Experts have hailed a "new era" for cancer treatments after achieving "spectacular" results from trials on a new class of drugs.
Immunotherapy, which harnesses the body's immune system to attack cancerous cells, is proving so effective that in one British-led trial, more than half of patients with advanced melanoma saw tumours shrink or being brought under control, researchers said.
A number of trials of the drugs have been presented at the American Society of Clinical Oncology's annual conference in Chicago.
Professor Roy Herbst, chief of medical oncology at Yale Cancer Centre in the US, described some of the findings as "spectacular".
He said immunotherapy could replace chemotherapy as the standard treatment for cancer within the next five years, according to reports.
He told reporters: "I think we are seeing a paradigm shift in the way oncology is being treated.
"The potential for long-term survival, effective cure, is definitely there."
Professor Peter Johnson, director of medical oncology at Cancer Research UK, said: "The evidence suggests we are at the beginning of a whole new era for cancer treatments."
Eminent oncologist Professor Karol Sikora, the dean of the University of Buckingham's medical school, cautioned against expectations of "miraculous breakthroughs" from the latest discoveries.
Prof Sikora said: "The immune system has been known to affect certain cancers when stimulated for the last 100 years, but we haven't quite got round it yet.
"The current discoveries being released in Chicago, the media pick them up and for cancer patients it's very sad.
You would think cancer was being cured tomorrow. It's not the case. We've got a lot to learn.

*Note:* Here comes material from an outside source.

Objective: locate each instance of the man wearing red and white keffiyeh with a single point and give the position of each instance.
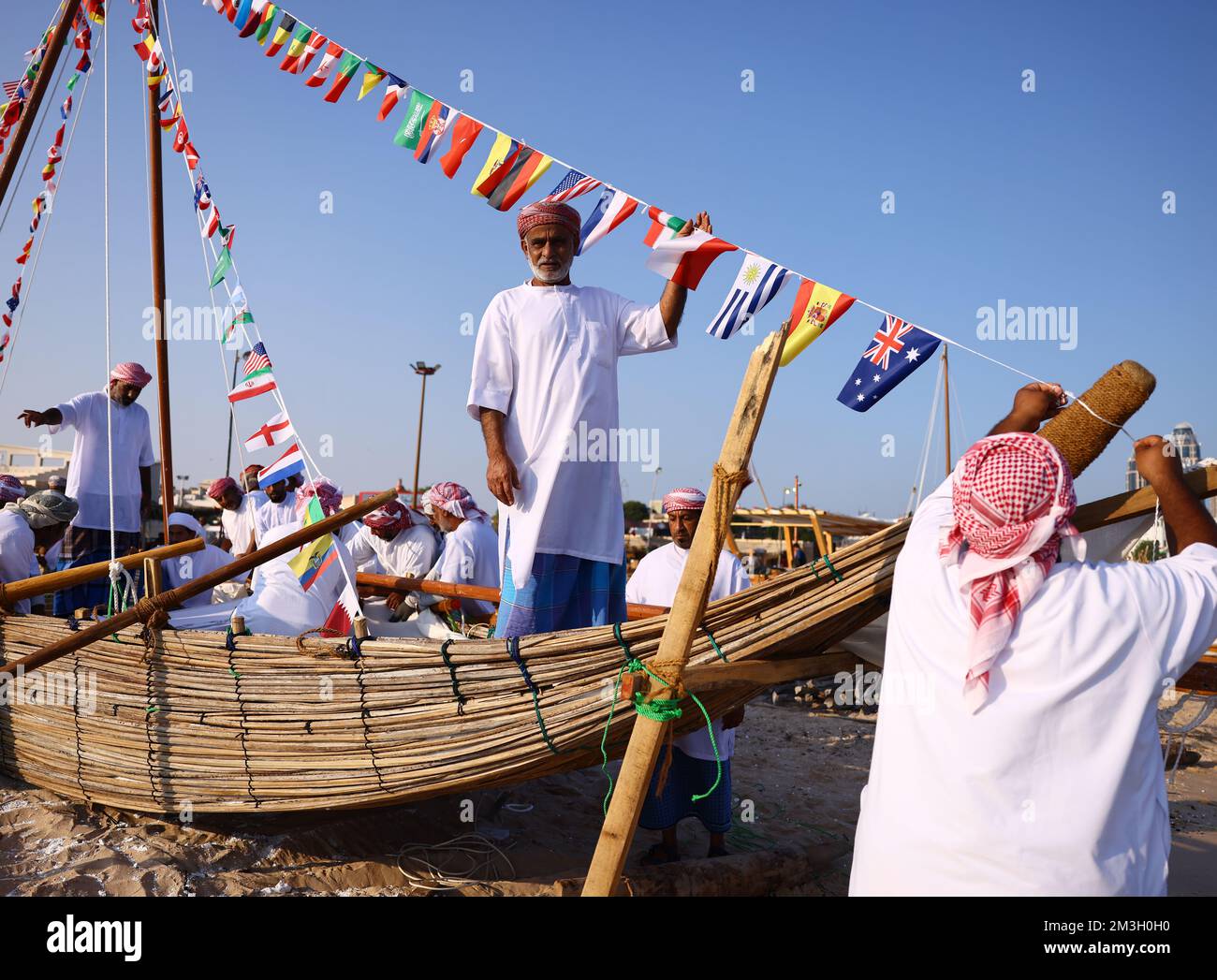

"The prolongation of survival from these very expensive immune therapies is often a matter of weeks or months and we've got to make it long-lasting and that has to be our priority.
"I'm afraid it's mixed news. There are breakthroughs coming, there is hope for cancer, that we will do much better in the future.
"It's slow progress, rather than miraculous breakthroughs, as it's likely to be reported."